Homework I

Due Thursday, October 18

Notes on Submission Packages

In any Homework assignment, include all the files in the same .tar file, NO SUBDIRECTORIES. When the TA's grading script unpacks the file, all the files should be in the directory from which she issued the unpack command. The name of the .tar file must be as specified in the course Syllabus.

Homework problems will typically ask you to both write code and do data experiments using your code. The writeups for such experiments must be in L^AT_EX (see Syllabus), submitted in a .tex file. Tons of tutorials on the Web; mine is quick.

If you have any .tex, .pdf or image files, include them in your submission.

Be sure to use exactly the same function names, file names etc. as in the specs!

Unless otherwise stated, your R code file will consist only of functions, no executable code. In grading your code, the TA will simply call R's source() function from the R command line, and she will then run her own test code that calls your functions.

Problem A

In this problem, you will extend the k-nearest neighbor capabiity of the rectools package, in two ways:

In finding our predicted value for a new user/item combination, the function predict.usrData() normally finds the average rating among the near neighbors of that U/I combination. You will extend the function to give the analyst the option of using other measures of location (fancy term for mean, median etc.; things like standard deviation are called measures of dispersion) such as the median, mode or a custom function written by the analyst herself.

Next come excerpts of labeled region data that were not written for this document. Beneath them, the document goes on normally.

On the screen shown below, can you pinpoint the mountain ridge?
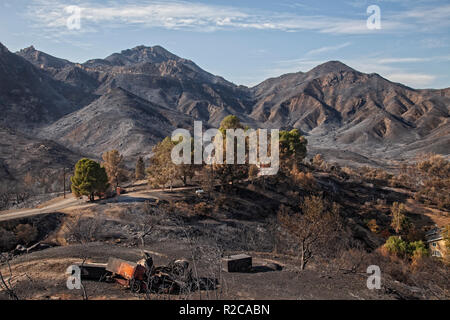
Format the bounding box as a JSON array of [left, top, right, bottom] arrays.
[[0, 45, 450, 170]]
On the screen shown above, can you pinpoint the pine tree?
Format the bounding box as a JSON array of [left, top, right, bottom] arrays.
[[136, 157, 145, 180], [70, 158, 109, 201], [102, 150, 126, 188]]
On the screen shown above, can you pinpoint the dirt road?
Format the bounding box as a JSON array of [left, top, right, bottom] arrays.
[[0, 187, 196, 222]]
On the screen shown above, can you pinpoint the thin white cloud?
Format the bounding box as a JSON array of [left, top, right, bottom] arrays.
[[306, 42, 351, 56], [29, 0, 414, 34], [378, 58, 430, 64]]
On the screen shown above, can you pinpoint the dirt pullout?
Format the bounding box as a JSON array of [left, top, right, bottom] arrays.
[[2, 242, 395, 299]]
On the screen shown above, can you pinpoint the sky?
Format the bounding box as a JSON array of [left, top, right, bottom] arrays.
[[0, 0, 450, 88]]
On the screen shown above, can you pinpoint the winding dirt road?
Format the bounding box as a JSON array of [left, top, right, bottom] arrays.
[[0, 187, 197, 222]]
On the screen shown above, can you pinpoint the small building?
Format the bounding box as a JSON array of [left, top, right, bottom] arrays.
[[425, 227, 447, 258]]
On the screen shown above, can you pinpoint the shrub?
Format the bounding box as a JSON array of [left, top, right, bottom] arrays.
[[384, 236, 408, 257], [14, 224, 39, 245], [0, 228, 17, 251]]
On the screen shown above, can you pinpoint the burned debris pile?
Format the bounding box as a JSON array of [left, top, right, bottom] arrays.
[[78, 253, 218, 294]]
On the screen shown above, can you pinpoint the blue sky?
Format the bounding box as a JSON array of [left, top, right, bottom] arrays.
[[0, 0, 450, 88]]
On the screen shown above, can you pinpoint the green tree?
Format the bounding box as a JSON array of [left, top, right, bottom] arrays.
[[280, 129, 308, 170], [102, 150, 126, 188], [213, 115, 249, 187], [70, 158, 109, 201], [135, 157, 145, 180], [391, 202, 408, 234], [442, 224, 450, 249], [408, 241, 428, 258], [384, 236, 409, 257], [147, 137, 178, 187]]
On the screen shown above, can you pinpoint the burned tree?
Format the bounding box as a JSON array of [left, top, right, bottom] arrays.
[[278, 196, 341, 270]]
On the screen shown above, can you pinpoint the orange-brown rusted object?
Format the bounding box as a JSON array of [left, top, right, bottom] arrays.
[[106, 258, 145, 280]]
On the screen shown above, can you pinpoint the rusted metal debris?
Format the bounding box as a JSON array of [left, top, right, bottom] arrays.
[[79, 253, 210, 294], [222, 254, 252, 272]]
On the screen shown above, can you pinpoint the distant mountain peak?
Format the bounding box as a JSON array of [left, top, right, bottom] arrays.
[[16, 46, 73, 68], [105, 45, 181, 66], [308, 60, 355, 74]]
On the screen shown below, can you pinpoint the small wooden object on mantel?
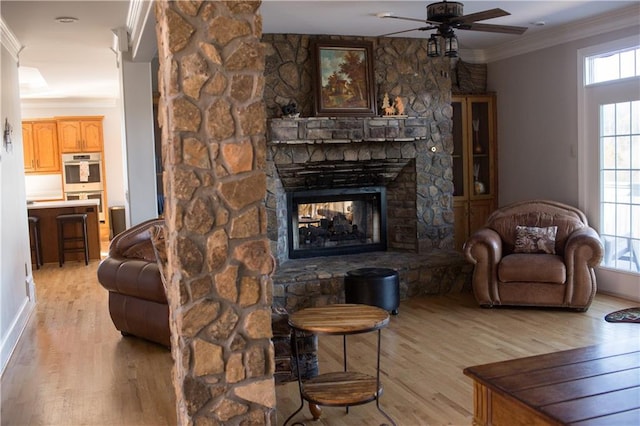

(I use the term "analyst" here instead of "user" to distinguish from the latter term in the context of "users and items" in RSs. The analyst is the one who writes the code to call predict.usrData() (actually calling predict(), the generic function.)

You will write a function to update the database created by the function formUserData() that will update the database when new data becomes available.

Details:

The top lines of your revised predict.usrData() will be

predict.usrData  <- function(origData,newData,newItem,
      k,wtcovs=NULL,wtcats=NULL,locMeasure=mean)

The function will use whatever location measure the analyst specifies. (If none is specified, then the default is to use mean().) For instance, the analyst may issue the call
```
predict(oD,nD,nI,k,locMeasure=median) 
```
in which case the built-in R function median() will be used.

An example of a custom function supplied by the analyst might be, say, the average of the minimum and maximum values:
```
minMaxAvg <- function(x) (min(x) + max(x)) / 2
```
Do NOT put this in your file, as it is an example of what they analyst might supply, not you. However, DO offer the analyst the choice of using the mode as a location measure: Include in your file a function with call form
```
vecmode(x)
```
where x is a numeric vector. The term mode means the most frequent value, e.g. 8 in the vector (5,12,13,8,3,4,5,8,6,8). If the case of a tie, return the largest value among those involved in the tie. Try to make good use of R constructs.

The database update function will have call form

updateUserData(usrData,newData)

Here usrData is the existing database, and newData is a data frame of the same type as input to formUserData(). The return value is the new database. Note that newData may include both new items for existing users, and new users. Try to make good use of R constructs.

Here is an example for updateUserData():

> d <- data.frame(uID=c(1,2,1),iID=c(5,1,8),rat=c(3,3,5))
> d
  uID iID rat
1   1   5   3
2   2   1   3
3   1   8   5
> db <- formUserData(d)
> ndt <- 
+       data.frame(uID=c(5,2),iID=c(3,6),rat=c(4,1))
> ndt
  uID iID rat
1   5   3   4
2   2   6   1
> newdb <- updateUserData(db,ndt)
> db[[2]]
$userID
[1] "2"

$itms
[1] 1

$ratings
1 
3 

attr(,"class")
[1] "usrDatum"
> newdb[[2]]
$userID
[1] "2"

$itms
[1] 1 6

$ratings
1   
3 1 

attr(,"class")
[1] "usrDatum"
> newdb[[3]]
$userID
[1] "5"

$itms
[1] 3

$ratings
[1] 4

attr(,"class")
[1] "usrDatum"

Place your code in a file ProblemA.R that you will include in your submission.

Problem B

Compare using as location measure mean, median and mode on the InstEval data.

Details:

Split your data into training and test sets:

set.seed(9999)  # so we are all using the same random numbers
testidxs <- sample(1:nrow(ivl),1000)
testset <- ivl[testidxs,]
trainset <- ivl[-testidxs,]

You will call formUserData() on the training set and then predict on the test set. (See forthcoming Chapter 3.)

Use the following criteria as your measures of prediction accuracy: mean absolute prediction error (MAPE); probability of guessing exactly correctly (PGEC). For PGEC with median and mean, round off the predicted value (with round()).

For each location measure and each accuracy criterion, generate a graph of the criterion against k, the number of nearest neighbors. You must use either ggplot2 or lattice; many tutorials on the Web for these.

You must use L^AT_EX for your writeup, presenting the graphs with commentary.

Name your .tex file ProblemB.tex, and place your R code in a file ProblemB.R. Include these, your image files and the resulting .pdf file in your submission.